The power and benefit of religion comes from having beliefs that, while unable to be proved or disproved, often cause a person to act and live in a happier, more beneficial way to themselves and to those around them. In that sense they are testable, but only in the context of application by each individual.  I can test my beliefs for me, and you can test your beliefs for you, but my test of my beliefs proves nothing to you, and your test of your beliefs proves nothing to me.  Unless your beliefs are testable by objective means.  And in that case you do not have beliefs at all; you have hypotheses.  

Objective, verifiable facts all belong to science, which is just our name for the systematic process of determining the status of objective facts.  Religion is our name for claims that cannot be tested by any objective means whatsoever, but which improve one's mortal experience subjectively.  Religions that fail to do that are bad religions and should be ignored.  

Substandard religions DO NOT need to be physically fought or persecuted, because evolution will eventually take care of them for us.  On the other hand, there is no need for society to give equal space, equal respect or equal status to religions that are demonstrably either harmful or false.

But if you absolutely insist on believing in and practicing a bad religion (in other words, practicing a failed Science), then for heaven's sake make sure you tell everyone about it!  The internet is running out of cat pictures.


1 comment:

  1. This post has raised several issues (among defenders of religion, mostly) that justify a follow-up.

    Q: Why can't Omniscience be modified so that it does not violate known laws of Information Science? Why can't my omniscient god exist somehow outside the universe?

    A: One modification is to say omniscience is really only "useful" or "important" information, not, say, every quantum number of every hydrogen atom everywhere. But how would this not-so-omniscient god decide what's important and what isn't? That in itself requires a hell of a lot of information. And it still leaves a lot of information to be encoded somehow in some form of physical media.

    Further, does this god of yours that lives outside the universe and therefore not subject to its constraints ever enter this universe to meddle with it? Yes? Ok - when that happens, does he bring his infinity of data with him? Yes? OK - that would represent a measureable amount of mass, and in principle your god's comings and goings would be experimentally verifiable. Now you no longer have a religion, you have a hypothesis. Good luck with that.

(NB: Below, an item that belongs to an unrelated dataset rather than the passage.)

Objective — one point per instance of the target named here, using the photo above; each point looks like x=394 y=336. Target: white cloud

    Of course if god is just a made-up fairy tale then you can ascribe any properties to him that you want and they don't even have to make sense. So most of the time this discussion is completely pointless.

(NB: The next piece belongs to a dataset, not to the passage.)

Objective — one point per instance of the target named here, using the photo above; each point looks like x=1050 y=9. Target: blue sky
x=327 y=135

    The other question was this:

    Q: Why can't science and religion just be friends? I think they overlap in many areas.

    A: They do not overlap, sorry. Science is anything testable, and religion is whatever is left over. The delineation is perfectly clear and inviolable. That is not to say that one or the other is always right or wrong, or that you can only have one or the other (e.g. see http://aussieshed.blogspot.com.au/2012/01/science-v-religion-round-two.html ) But when one is required, the other will never do as a substitute.

    Second point: The relationship between science and religion is not an equal one. Science determines through objective testability what issues are even objectively testable, and therefore where exactly the dividing line is drawn. Religion must accept that decision as final. Also, when science uncovers a new truth, it is religion that must adapt itself to accommodate that new truth. In other words, science is Lord and Master over religion. That's just how it is. Adapt.